Shrum:Well, I think there's actually been a long-term secular trend in which advertising, especially outside the primaries, is becoming less and less important and real news, big stories, the Internet is becoming more important. I think that's in part because … there has been a buildup of distrust in political ads, a healthy distrust by people.

Rollins:There had been such a glut of commercials, viewership is down, viewership is diversified. It's not like the old days: You sat there and watched the commercial and the commercial was something new, introduced a new idea. Now it's just part of the clutter.

On McCain and the GOP

Rollins:McCain won this nomination without hard-core supporters of his own party sort of as a base. Our primary was a NASCAR race. Theirs was a marathon.

I ran Mike Huckabee's campaign. We knocked Romney out in Iowa. Fred Thompson knocked us out in South Carolina. …

John won by his persistence, but he won that without Republican majorities or conservative majorities. It wasn't until he picked Palin that all of a sudden he cemented that conservative side.

So there's still a lot of doubt. You can have a lot of rhetoric about firing Chris Cox (as chairman of the SEC), and no one in the country knows him outside of Newport Beach, (Calif.). But he was a Republican leader in the House and a very respected leader in the House. (For McCain) to all of a sudden scapegoat him and then to say on 60 Minutes, 'I am going to put Andrew Cuomo in there.' Republicans said, 'You're going to fire Cox and put in Andrew Cuomo? What kind of administration are we talking about?'

On the final weeks

Shrum:If McCain re-establishes himself in this debate and somehow finds his footing on the economy … the negative ads you have seen here are nothing compared to what I think McCain and sort of some of the independent groups on the right are going to start doing, and then the Democrats are going to have to fight back.

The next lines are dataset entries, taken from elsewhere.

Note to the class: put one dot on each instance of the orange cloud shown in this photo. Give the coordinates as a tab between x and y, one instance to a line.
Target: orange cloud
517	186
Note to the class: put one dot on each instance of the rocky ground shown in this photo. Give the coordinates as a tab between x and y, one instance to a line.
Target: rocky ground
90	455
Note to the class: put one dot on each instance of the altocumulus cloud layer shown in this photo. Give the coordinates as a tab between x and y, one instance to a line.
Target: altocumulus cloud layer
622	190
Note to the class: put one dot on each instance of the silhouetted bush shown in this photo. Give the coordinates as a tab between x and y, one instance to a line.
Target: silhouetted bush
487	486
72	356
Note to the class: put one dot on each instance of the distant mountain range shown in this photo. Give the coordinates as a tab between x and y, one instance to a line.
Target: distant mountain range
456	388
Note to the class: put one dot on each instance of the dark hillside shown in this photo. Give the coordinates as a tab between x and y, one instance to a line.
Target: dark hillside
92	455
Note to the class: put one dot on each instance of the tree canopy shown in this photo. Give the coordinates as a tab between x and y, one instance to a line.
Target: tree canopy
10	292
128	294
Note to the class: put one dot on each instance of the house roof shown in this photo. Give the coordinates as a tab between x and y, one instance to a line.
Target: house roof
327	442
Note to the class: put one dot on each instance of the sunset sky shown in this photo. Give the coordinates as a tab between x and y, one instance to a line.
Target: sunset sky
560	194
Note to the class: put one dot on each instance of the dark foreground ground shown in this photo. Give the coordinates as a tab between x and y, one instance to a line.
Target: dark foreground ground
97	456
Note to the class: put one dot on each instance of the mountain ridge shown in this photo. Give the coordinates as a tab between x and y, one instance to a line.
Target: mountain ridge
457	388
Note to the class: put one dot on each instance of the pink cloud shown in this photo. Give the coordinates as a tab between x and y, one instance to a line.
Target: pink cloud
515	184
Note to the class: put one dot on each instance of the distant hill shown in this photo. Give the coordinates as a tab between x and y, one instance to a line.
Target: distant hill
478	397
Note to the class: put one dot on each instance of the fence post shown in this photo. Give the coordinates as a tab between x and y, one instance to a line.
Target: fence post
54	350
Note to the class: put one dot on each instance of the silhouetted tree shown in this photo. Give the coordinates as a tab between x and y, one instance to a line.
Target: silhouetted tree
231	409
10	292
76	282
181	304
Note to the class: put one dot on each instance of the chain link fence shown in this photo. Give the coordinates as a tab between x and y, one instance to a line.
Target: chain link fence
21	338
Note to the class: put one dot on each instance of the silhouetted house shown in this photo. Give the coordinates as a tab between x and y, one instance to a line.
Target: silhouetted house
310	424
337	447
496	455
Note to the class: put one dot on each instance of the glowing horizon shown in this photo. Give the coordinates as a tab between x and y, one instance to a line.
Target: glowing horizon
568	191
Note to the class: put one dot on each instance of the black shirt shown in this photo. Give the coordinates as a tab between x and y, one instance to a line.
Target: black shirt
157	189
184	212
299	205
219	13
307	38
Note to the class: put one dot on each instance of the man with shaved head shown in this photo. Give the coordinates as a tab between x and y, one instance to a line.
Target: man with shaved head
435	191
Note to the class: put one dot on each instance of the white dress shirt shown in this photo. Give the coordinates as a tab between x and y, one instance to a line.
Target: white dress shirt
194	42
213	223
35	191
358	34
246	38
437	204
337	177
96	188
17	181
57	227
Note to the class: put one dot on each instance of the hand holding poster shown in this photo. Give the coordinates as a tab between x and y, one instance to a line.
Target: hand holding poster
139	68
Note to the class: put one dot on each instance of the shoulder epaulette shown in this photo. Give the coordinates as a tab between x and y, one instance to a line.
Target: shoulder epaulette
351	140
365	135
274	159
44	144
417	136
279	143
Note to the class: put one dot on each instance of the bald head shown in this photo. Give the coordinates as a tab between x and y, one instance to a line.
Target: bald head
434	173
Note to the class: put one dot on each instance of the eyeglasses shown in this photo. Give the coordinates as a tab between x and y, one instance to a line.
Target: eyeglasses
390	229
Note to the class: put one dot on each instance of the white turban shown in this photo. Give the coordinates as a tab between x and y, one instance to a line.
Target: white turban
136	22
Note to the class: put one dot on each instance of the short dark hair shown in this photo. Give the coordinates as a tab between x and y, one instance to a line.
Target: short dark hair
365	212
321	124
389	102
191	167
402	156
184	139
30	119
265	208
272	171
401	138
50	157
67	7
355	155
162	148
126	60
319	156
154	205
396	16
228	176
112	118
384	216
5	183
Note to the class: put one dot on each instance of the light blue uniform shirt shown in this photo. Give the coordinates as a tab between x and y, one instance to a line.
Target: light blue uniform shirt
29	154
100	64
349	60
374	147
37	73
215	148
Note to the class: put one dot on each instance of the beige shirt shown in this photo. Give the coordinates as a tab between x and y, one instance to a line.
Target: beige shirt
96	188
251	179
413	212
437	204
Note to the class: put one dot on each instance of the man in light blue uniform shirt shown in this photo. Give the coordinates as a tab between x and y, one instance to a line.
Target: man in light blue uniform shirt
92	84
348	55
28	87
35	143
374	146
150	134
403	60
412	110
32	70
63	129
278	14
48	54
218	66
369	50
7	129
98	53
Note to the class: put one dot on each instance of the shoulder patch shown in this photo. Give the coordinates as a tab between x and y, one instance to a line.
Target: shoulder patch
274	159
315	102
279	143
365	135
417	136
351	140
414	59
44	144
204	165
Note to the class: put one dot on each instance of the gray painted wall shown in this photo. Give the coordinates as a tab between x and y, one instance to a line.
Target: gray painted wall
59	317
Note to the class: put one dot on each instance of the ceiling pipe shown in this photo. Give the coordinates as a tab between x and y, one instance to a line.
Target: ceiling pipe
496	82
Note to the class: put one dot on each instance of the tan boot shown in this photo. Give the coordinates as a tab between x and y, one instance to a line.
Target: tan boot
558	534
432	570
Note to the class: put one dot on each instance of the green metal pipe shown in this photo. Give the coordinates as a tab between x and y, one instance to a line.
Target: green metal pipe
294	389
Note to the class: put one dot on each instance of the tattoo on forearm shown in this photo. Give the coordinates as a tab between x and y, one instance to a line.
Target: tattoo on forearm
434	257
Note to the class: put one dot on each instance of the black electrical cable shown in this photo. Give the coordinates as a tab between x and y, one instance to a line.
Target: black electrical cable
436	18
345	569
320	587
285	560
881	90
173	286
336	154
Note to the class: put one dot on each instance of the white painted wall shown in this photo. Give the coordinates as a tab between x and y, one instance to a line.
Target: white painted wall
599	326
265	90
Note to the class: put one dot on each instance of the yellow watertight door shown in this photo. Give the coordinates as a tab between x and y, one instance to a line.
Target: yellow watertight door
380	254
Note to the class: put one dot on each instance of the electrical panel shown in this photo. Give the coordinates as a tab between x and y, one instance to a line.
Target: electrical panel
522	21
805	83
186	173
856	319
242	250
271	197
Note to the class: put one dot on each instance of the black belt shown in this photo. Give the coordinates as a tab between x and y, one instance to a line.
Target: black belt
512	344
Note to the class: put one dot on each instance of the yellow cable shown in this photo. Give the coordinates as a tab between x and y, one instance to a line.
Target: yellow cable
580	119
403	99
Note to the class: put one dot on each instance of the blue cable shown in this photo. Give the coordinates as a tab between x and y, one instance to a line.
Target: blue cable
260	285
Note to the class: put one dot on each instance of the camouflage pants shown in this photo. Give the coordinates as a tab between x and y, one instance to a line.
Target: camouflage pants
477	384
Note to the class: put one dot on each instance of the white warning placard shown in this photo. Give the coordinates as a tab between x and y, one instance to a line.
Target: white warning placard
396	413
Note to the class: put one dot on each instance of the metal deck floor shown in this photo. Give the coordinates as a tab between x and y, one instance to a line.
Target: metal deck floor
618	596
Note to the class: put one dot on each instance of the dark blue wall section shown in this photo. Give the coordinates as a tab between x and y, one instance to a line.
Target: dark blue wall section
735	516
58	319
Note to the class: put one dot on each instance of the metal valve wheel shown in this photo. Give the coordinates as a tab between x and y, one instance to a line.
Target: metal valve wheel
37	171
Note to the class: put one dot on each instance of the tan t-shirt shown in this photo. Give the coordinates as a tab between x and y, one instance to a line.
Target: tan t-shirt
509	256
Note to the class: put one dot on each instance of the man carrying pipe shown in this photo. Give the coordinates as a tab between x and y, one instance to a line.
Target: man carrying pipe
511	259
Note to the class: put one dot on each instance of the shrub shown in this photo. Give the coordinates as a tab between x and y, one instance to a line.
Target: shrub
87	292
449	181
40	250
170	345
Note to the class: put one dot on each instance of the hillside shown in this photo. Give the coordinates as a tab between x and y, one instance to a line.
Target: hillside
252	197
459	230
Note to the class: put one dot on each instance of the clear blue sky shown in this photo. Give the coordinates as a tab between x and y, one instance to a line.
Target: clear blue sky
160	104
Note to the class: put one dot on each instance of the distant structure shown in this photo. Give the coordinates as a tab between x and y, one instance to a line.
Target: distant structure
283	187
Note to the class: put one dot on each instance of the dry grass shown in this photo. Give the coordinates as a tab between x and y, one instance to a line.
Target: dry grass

Rollins:I think they (McCain's strategists) have crossed the Rubicon and they feel they can destroy Obama.

(For Obama), there is a real temptation if he starts getting hammered, 'Don't let us get swift-boated again,' … and the people that have been there before are all going to start to yell and scream, 'You've got to respond; you've got to take him out.' So you could end up in the last six weeks with an Ali-Frazier battle.